Unfortunately, a lack of sleep can lead to a weakened immune system, making it even easier for the physical manifestations of financial stress to harm your body. 

Keep in mind that everyone experiences stress. Even a little financial stress isn’t uncommon or abnormal. But, when it becomes so extreme that it starts to harm your life or reduce your overall quality of life, it’s a problem that could be affecting your health more than you realize. 

Money and Your Mental Health

Stress and your mental wellness are very closely linked. Being overly stressed for an extended period of time can lead to issues like

  • Anxiety
  • Depression
  • Substance abuse
  • Sleep deprivation
  • Irritability
  • Difficulty concentrating
  • Memory issues
  • Mood swings

Unfortunately, if you’re in an unhealthy financial situation, you might also end up putting yourself in a vicious cycle. The stress of unstable finances can cause you to partake in compulsive behaviors. You might even start making purchases you can’t afford to feel better for a short time. 

Those behaviors, however, can end up driving you deeper in debt. That’s a scary place to be, but it’s also even more damaging to your mental health. Research from the University of Southampton in the U.K. found that fewer than 9% of people without mental health problems were in debt. 

What does that mean? Debt and mental health issues are closely linked. Those issues include: 

  • Depression
  • Anxiety
  • Drug dependence
  • Neurotic disorders
  • Psychotic disorders

Even thoughts of self-harm and suicide are greater when you’re in debt. It can increase feelings of helplessness and hopelessness, causing you to act out even further. Unfortunately, if you aren’t able to treat those mental conditions, some of your behaviors could be irreversibly damaging. 

How Can You Improve Your Financial Health? 

Take a deep breath. 

Learning about the connection between your financial, physical, and mental health isn’t meant to overwhelm or frighten you. The more you know about the connection, the more you can do to fight back against it. 

You might be wondering what you could possibly do to better your financial situation, especially if you’ve been struggling for a while. No, you don’t necessarily have to get a second or third job or sell your belongings. You probably don’t have to change much about your life at all. 

But, there are small things you can do to improve your financial health that can make a big difference. Try some of the following tips to get started: 

  • Establish a monthly budget
  • Pay off old debts using a method that works for you
  • Put items on “hold” to reduce overspending
  • Automate your savings
  • Build up an emergency fund
  • Check your credit score at least once a year

All of these tips should be customized to fit your needs and lifestyle.
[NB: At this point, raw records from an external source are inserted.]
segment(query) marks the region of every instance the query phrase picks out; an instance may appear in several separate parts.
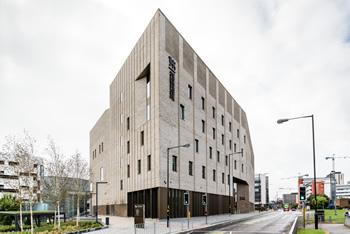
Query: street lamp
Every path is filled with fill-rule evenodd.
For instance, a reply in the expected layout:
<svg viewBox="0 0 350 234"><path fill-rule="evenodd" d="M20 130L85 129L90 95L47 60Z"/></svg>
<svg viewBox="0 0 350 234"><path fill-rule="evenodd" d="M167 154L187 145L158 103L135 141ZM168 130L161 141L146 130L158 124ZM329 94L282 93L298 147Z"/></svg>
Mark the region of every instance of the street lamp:
<svg viewBox="0 0 350 234"><path fill-rule="evenodd" d="M314 115L305 115L305 116L300 116L300 117L295 117L295 118L279 119L279 120L277 120L277 123L278 124L282 124L282 123L287 122L289 120L304 119L304 118L311 118L311 123L312 123L312 153L313 153L313 164L314 164L314 194L315 194L315 202L316 202L316 205L315 205L315 229L318 229Z"/></svg>
<svg viewBox="0 0 350 234"><path fill-rule="evenodd" d="M233 156L234 154L242 154L242 157L243 157L243 150L239 151L239 152L233 152L233 153L230 153L228 154L228 173L230 174L230 178L229 178L229 184L228 184L228 212L231 214L232 212L232 209L231 209L231 183L233 183L233 181L231 181L231 178L232 178L232 175L231 175L231 157L230 156ZM232 188L233 185L232 185ZM233 191L232 191L232 197L233 197Z"/></svg>
<svg viewBox="0 0 350 234"><path fill-rule="evenodd" d="M107 184L107 182L106 181L97 181L96 182L96 211L95 211L96 223L98 222L98 185L99 184Z"/></svg>
<svg viewBox="0 0 350 234"><path fill-rule="evenodd" d="M190 144L185 144L185 145L177 145L177 146L172 146L168 147L166 149L167 153L167 173L166 173L166 193L167 193L167 211L166 211L166 226L169 227L169 220L170 220L170 207L169 207L169 200L170 200L170 194L169 194L169 151L171 149L177 149L177 148L188 148L190 147Z"/></svg>

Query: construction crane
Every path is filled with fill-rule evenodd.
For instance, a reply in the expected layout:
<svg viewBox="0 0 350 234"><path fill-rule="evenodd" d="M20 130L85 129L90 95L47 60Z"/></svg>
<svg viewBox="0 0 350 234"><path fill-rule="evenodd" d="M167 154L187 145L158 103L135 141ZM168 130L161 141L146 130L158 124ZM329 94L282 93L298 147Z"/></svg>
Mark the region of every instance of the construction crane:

You might be surprised by how easy it is to change things right away. For example, when looking at your monthly budget, you might see things like subscription services or entertainment features that you rarely use. Getting rid of them is easy and can end up saving you a lot each month. Automating your savings is a great way to save money without having to think about it. 
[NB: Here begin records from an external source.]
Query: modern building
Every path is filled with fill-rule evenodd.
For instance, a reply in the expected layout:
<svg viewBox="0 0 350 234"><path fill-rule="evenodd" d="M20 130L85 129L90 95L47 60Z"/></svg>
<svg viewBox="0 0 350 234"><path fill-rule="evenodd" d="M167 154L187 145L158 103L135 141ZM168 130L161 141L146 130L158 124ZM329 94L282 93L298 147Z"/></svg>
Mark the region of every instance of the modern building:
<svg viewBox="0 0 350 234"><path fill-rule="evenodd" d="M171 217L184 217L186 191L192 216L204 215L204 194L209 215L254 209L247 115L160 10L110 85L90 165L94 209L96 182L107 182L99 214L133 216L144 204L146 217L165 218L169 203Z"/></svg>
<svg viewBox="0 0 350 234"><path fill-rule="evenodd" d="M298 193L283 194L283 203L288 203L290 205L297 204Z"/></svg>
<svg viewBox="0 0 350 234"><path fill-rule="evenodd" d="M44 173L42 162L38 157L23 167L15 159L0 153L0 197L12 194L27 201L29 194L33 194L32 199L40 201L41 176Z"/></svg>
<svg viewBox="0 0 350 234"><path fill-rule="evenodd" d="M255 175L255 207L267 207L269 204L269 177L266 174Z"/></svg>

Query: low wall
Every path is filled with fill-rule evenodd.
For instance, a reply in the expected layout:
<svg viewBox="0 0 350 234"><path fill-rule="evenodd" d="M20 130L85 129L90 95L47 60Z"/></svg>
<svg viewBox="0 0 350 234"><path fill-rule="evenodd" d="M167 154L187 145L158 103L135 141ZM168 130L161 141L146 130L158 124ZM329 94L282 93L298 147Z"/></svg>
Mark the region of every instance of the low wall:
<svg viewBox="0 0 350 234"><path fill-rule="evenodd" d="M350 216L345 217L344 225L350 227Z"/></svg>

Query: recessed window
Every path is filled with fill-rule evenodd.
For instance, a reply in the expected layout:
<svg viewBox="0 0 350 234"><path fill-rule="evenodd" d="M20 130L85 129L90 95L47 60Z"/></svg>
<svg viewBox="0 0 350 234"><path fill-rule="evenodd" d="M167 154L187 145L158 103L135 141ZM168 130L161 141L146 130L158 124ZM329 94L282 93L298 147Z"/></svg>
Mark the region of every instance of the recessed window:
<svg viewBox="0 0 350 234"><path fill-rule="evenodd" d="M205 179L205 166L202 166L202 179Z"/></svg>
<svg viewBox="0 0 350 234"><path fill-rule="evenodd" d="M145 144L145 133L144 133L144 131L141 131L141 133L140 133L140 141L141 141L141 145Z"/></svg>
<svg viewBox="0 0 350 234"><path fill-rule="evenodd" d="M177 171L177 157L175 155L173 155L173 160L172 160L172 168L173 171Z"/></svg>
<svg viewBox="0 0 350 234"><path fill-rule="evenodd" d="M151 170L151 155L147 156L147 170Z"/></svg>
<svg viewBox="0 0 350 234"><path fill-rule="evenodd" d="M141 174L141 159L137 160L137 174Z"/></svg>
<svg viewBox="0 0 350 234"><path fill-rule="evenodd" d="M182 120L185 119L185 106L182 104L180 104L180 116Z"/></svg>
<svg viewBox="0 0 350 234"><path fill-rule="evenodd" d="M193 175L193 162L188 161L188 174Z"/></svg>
Boosting your financial health is easier than you might think!

Once you feel like you’re in a good place with your financial wellness, you can go into “maintenance” mode. Things like refreshing your budget, looking through your bank accounts, and polishing up your credit score can be done annually. Doing so will constantly keep you in the know when it comes to your financial situation, so you can make smaller adjustments as needed. 
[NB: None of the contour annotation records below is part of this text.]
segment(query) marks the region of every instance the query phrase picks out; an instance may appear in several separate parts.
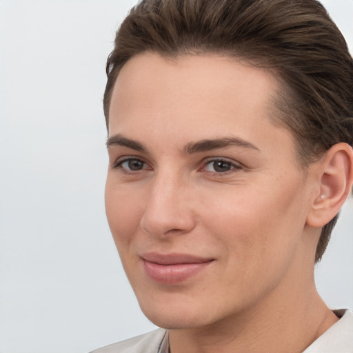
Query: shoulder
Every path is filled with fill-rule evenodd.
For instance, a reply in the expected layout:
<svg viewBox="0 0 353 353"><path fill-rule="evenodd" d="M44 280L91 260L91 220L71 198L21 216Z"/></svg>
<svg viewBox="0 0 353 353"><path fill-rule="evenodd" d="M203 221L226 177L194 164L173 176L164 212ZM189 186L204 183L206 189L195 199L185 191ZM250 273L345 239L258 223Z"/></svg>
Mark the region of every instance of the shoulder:
<svg viewBox="0 0 353 353"><path fill-rule="evenodd" d="M353 312L334 310L340 319L303 353L353 353Z"/></svg>
<svg viewBox="0 0 353 353"><path fill-rule="evenodd" d="M158 353L165 336L165 330L158 329L99 348L90 353Z"/></svg>

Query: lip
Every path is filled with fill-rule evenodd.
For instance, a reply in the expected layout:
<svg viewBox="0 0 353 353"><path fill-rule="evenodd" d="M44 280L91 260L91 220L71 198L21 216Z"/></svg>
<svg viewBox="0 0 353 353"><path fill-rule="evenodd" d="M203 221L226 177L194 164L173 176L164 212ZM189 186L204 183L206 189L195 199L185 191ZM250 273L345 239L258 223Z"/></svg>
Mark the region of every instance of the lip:
<svg viewBox="0 0 353 353"><path fill-rule="evenodd" d="M190 254L150 252L141 256L146 274L161 284L177 284L204 270L213 259Z"/></svg>

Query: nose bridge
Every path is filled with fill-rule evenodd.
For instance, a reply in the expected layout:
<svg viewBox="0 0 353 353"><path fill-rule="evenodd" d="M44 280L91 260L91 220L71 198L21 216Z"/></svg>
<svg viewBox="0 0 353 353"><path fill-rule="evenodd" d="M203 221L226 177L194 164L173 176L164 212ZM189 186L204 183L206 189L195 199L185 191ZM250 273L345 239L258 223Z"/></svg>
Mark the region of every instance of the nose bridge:
<svg viewBox="0 0 353 353"><path fill-rule="evenodd" d="M154 236L190 232L194 220L181 174L161 170L152 183L141 228Z"/></svg>

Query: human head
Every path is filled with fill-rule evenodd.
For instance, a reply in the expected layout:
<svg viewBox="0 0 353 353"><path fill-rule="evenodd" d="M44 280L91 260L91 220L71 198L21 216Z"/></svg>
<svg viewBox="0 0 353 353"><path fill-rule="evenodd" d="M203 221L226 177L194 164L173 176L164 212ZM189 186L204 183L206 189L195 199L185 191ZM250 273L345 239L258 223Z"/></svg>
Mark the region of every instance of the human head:
<svg viewBox="0 0 353 353"><path fill-rule="evenodd" d="M216 53L272 70L274 116L293 134L305 169L339 142L353 145L353 61L316 0L144 0L121 24L107 63L104 112L124 64L143 52ZM316 261L336 216L323 228Z"/></svg>

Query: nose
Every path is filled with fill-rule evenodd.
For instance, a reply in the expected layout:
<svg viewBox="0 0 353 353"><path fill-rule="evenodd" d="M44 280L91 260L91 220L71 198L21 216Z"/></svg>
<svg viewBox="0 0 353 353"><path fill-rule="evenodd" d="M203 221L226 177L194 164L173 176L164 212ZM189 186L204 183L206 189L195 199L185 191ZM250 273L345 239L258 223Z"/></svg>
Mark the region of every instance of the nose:
<svg viewBox="0 0 353 353"><path fill-rule="evenodd" d="M141 227L151 236L185 234L194 229L195 218L191 210L185 183L175 177L156 178L141 220Z"/></svg>

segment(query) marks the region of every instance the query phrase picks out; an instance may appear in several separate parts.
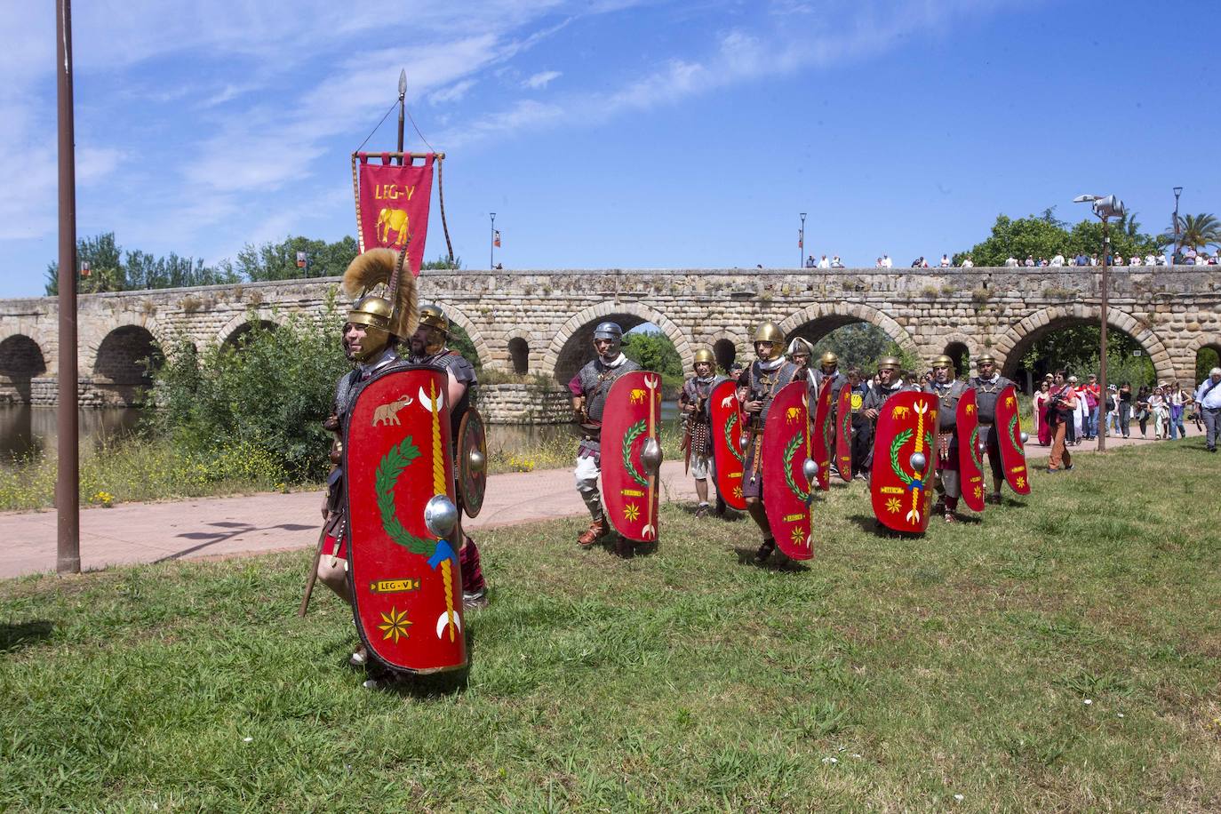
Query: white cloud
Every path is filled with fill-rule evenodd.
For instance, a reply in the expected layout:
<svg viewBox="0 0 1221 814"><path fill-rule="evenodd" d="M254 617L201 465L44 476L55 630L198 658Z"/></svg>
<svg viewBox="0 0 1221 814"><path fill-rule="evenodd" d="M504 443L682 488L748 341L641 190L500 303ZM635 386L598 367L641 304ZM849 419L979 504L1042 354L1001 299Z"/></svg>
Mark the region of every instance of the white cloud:
<svg viewBox="0 0 1221 814"><path fill-rule="evenodd" d="M455 101L462 101L466 95L466 92L475 87L474 79L463 79L462 82L455 82L448 88L442 88L441 90L433 90L429 94L430 105L446 105Z"/></svg>
<svg viewBox="0 0 1221 814"><path fill-rule="evenodd" d="M559 71L540 71L532 77L521 83L523 88L530 88L531 90L541 90L551 84L552 79L558 79L563 73Z"/></svg>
Being able to manage your finances and build up your financial health can do great things for your stress levels. As a result, your mental and physical health can improve, too. 

If you start to notice yourself experiencing health issues, don’t take it lightly. Clearly, you’re not alone if you’re struggling with debt or financial independence. But, don’t let your financial situation keep you from getting the mental or physical help you need from healthcare professionals.

Maintaining your general wellness will make it easier to get into a sound financial state. Although things might seem difficult now, making your physical and mental health a priority will help you to achieve your financial goals for the future.